Altice, le seul espoir, une aide politique

vous connaissez notre prévnetion à l’égard d’Altice , elle date du premier jour! Nous avons toujours et systématiquement fait vendre Altice car il s’agissait d’un oiseau de beau temps, qui même par beau temps ne savait pas voler. Sauf au sens figuré. Beaucoup de lecteurs nous en sont reconnaissants, la direction n’ a eu de cesse  de nous insulterter. les analystes aussi. Nncore 7 euros nous avons fait vendre!

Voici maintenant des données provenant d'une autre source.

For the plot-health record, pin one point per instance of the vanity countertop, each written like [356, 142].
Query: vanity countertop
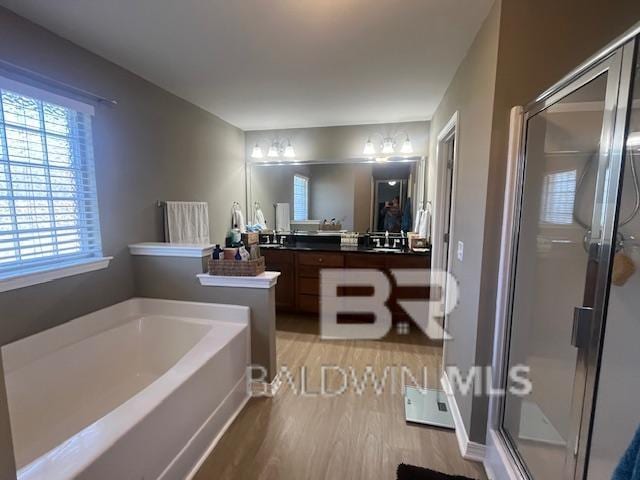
[341, 248]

Altice est sous haute pression après sa publication trimestrielle. Le titre de l’opérateur télécoms chute de plus de 7% à 1,87 euro dans les premiers échanges. Dernier des quatre opérateurs à dévoiler ses comptes pour la période juillet-septembre, le groupe de Patrick Drahi a une nouvelle fois payé au prix fort l’attrait de nouveaux clients. Si le groupe a signé sur le trimestre sa meilleure performance commerciale en France depuis 2005, sa rentabilité s’est effritée. Preuve en est, le revenu moyen par abonné, une mesure clef dans le secteur, s’est établi à 31,7 euros dans le fixe contre 35,9 euros un an plus tôt et à 22,4 euros dans le mobile (contre 25,8 euros).

Le secteur est pourri, on dit « promotionnel »!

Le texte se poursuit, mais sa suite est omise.